Sunday, April 24, 2016

Why the wall of separation between church and state is stupid

Separation of Church and States was incorporated into U.S. policy primarily because of religious discrimination is the 1878 Reynolds decision which incorporated the phrase, "separation of church and state" into public awareness.

Reynolds was a Mormon from Utah who had married more than one wife.  Reynolds argued that the First Amendment protections regarding religious freedom allowed him to marry more than one wife.  At the time there was a great deal of concern that, like most original States of the Union, Utah would adopt a State Sponsored Religion, Mormonism.  Massachusetts was the last of the original thirteen States to stop sponsoring a religion in 1833.  At the time of Federal Constitutional ratification most of the States had State sponsored religions.

In order to suppress the possibility of Mormonism becoming a State sponsored religion in Utah, the Justices used circular logic and poor supporting arguments in their opinion.

First, SCOTUS used a law, "Congress shall make no law respecting an establishment of religion" to make a law, "states can't establish a religion" that they were specifically forbidden from making.

Further, SCOTUS used writings of Thomas Jefferson, an individual who was not involved in the writing of the Federal Constitution, concerning the Virgina State Constitution and a personal opinions of Thomas Jefferson written in a personal letter to the Danbury Baptist Association.

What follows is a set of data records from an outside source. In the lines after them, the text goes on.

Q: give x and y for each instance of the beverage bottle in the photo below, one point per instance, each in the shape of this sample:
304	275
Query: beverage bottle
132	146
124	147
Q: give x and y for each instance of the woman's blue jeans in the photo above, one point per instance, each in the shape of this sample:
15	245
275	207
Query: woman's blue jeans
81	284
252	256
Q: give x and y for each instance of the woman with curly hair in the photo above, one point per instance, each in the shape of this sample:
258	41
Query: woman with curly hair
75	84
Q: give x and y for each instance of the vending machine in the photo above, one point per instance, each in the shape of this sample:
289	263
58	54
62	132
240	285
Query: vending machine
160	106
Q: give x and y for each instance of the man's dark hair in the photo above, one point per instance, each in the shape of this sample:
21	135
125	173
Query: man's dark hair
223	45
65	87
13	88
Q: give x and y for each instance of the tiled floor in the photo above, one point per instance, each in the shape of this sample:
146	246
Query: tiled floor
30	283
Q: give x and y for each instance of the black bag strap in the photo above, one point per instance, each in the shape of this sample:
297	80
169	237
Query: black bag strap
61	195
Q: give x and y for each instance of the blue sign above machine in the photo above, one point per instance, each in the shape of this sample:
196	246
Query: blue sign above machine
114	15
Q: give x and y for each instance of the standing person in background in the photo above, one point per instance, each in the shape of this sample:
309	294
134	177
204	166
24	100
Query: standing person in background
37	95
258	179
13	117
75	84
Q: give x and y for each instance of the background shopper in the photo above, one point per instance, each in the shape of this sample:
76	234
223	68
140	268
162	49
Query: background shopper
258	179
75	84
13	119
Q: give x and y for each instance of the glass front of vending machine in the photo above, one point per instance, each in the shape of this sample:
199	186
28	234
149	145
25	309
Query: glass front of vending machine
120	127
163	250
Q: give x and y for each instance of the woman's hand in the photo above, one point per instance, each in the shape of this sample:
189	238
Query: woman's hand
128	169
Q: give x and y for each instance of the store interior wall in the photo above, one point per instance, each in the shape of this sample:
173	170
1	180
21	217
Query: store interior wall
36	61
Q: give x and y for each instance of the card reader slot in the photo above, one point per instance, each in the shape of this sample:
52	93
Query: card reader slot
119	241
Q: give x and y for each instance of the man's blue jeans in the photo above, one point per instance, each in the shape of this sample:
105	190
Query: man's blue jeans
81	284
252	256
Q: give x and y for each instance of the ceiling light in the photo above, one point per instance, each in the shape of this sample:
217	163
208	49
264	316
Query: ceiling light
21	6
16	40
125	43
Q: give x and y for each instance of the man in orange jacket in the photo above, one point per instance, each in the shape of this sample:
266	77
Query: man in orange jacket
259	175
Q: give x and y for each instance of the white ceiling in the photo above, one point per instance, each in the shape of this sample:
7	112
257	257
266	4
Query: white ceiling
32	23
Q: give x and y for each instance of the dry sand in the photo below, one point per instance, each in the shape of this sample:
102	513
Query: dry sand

Unfortunately, this support means little to nothing for two reasons.  The first is that Jefferson was not involved in the Constitutional Debates recorded in the Federalist Papers.  The second is that the framers of the constitution wrote the First Amendment while the States they represented had State sponsored Religions and those States, Including Virginia, had State sponsored religions at the time of ratification of the Federal Constitution.  We can assume, based on the lack of immediate response by the Federal Government in forcing States to cease religious sponsorship that there was no intent to prevent States from sponsoring religions.  All of the original States did eventually write religious freedom clauses into their State Constitutions, and it is by these State constitutions that State sponsored religion is forbidden.

The Reynolds decision violates the Federal Constitution in two ways. First, it employs circular logic and poor support to subvert the intentions of the First Amendment.  Second, it takes a power specifically reserved for the individual States unto the Federal government, violating the Tenth Amendment.

This was done specifically to prevent Utah from establishing Mormonism as a State sponsored religion and as such the decision violates the intentions of the founding fathers to establish a nation of religious freedoms.

I won't address whether I think this decision is morally right or wrong.  My only point is that this is illogical, illegal and deliberately discriminatory and firmly establishes the influence religious beliefs, both discriminatory religious beliefs and favorable bias.